— Тогда схватки были не сильные, — говорит женщина. — А вот теперь сильные.
Джини погружается в себя, готовясь к длительному ожиданию. Теперь она и не припомнит, почему, собственно, захотела ребенка. Это был кто-то другой, и логика у него другая. Джини помнит, как загадочно улыбались друг другу женщины с детьми, будто знали то, что неведомо ей, Джини, словно походя исключали ее из своей системы координат. Каково было это знание, какова тайна? А может, рождение ребенка — событие не более непостижимое, чем автокатастрофа или оргазм? (Но и эти явления непереводимы, они происходят внутри нас: и зачем мучиться, подбирая дня этого язык?) Джини тогда поклялась, что никогда не поступит так с другими бездетными, никакого сговора, никакой исключительности. Она уже не так молода и прожила достаточно долго, чтобы понять, насколько все это тягостно и жестоко.

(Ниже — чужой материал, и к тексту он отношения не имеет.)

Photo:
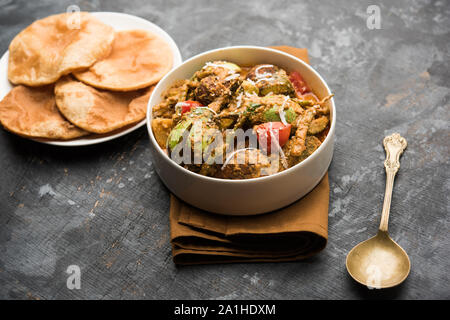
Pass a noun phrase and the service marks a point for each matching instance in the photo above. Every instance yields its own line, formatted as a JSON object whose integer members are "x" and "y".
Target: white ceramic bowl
{"x": 250, "y": 196}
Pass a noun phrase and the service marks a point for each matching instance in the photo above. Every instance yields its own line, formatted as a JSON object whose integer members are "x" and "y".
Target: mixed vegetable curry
{"x": 286, "y": 118}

И в то же время — та Джини, что принадлежит талисману, спрятанному в сумке, а не та Джини, что мечтает мастерить кухонные шкафчики или коптить окорок, — про себя она уповает на нечто большее — на тайну, некое видение. В конце концов, она рискует жизнью, хотя маловероятно, что умрет. Но ведь женщины от этого умирают. Внутреннее кровотечение, шок, остановка сердца, чья-то ошибка — врача или акушерки. Джини имеет право на озарение, что-то на память из темноты, куда теперь медленно погружается.
На мгновение она вспоминает про ту, другую. Ее мотивы тоже неясны. Почему она не хочет ребенка? Ее изнасиловали? Или у нее еще десять детей, и она голодает? Почему она не сделала аборт? Джини не знает, да это теперь и не важно.

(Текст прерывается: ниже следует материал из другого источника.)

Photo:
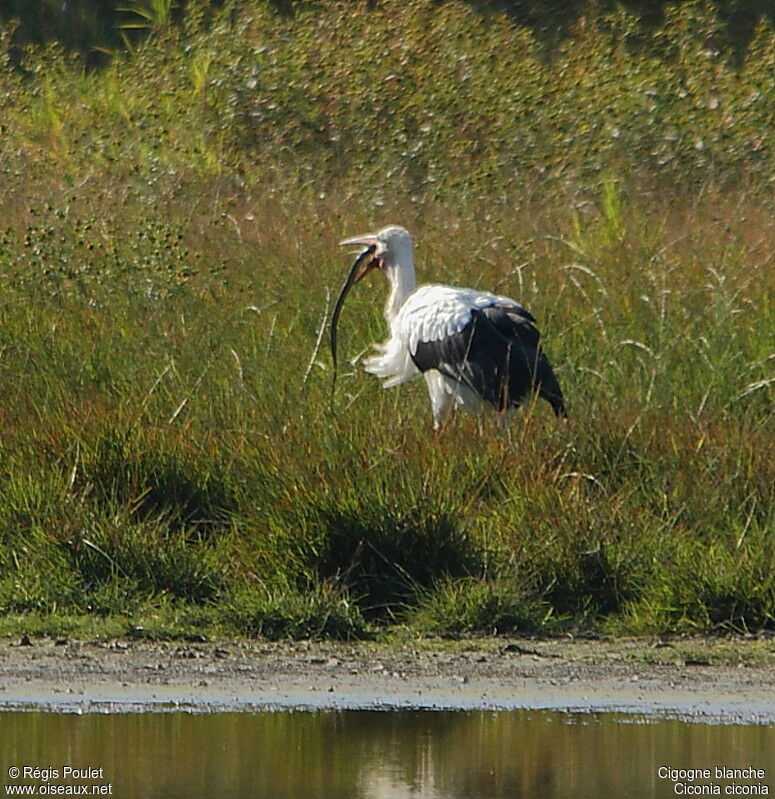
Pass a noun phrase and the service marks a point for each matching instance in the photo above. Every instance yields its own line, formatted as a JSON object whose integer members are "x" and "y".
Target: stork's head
{"x": 392, "y": 249}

Джини пытается, как прежде, обратиться к ребенку, по своим артериям посылая волны любви, цвета, музыки, — тщетно. Она больше не чувствует, что это ребенок, что он колотится ручками и ножками, толкается, переворачивается. Он весь собрался в комок, твердый шар, сейчас ему как-то не до нее. И она рада, потому что не уверена, что направит ему доброе послание. И рисовать разноцветные цифры она тоже не может, хотя механически продолжает считать. Она понимает, что не к тому готовилась. А., который придерживал ей колени, — это ничто, надо было готовиться к этому, чему нет названия.
Медленнее. — говорит А. Он рядом, держит её руку. — Медленнее.
— Я не могу, я не могу, не могу.
— Нет, можешь.
— Я тоже буду так кричать.
— Как? — спрашивает А. Может, он не слышит, как кричит та, другая, го ли в соседней палате, то ли через палату. Плачет и кричит, плачет и кричит. Плачет и повторяет: “Больно. Больно".
— Нет, ты не будешь так кричать, — говорит он. Значит, кто-то действительно кричит.
Входит докторша, другая, не ее. Они хотят, чтобы она перевернулась на спину.
— Не могу, — говорит Джини. — Мне так не нравится. — Звуки удаляются, Джини почти ничего не слышит. Она переворачивается на спину, врач пальпирует ее в резиновой перчатке. Что-то мокрое и горячее течет по бедрам.
— Они уже были готовы отойти, — говорит врач. — Стоило только дотронуться. Четыре сантиметра, — говорит она, обращаясь к А.
— Всего
— Ты слишком часто дышишь, — говорит А. — Медленнее. — Теперь он старательно массирует ей спину, она хватает его за руку и с силой тянет ее ниже, вот сюда, но когда рука гладит там, оказывается, что нет, не здесь. Помнится, она однажды прочитала рассказ о том, как нацисты связывали ноги еврейским роженицам. Только теперь Джини понимает, как этим можно убить.
— Не хочу, — говорит Джини.
— Не издевайтесь над собой, — говорит медсестра. — Терпеть такую боль совсем необязательно.
Джини выходит из схватки, пытается взять себя в руки:
— А ребенку это не будет вредно? — спрашивает она.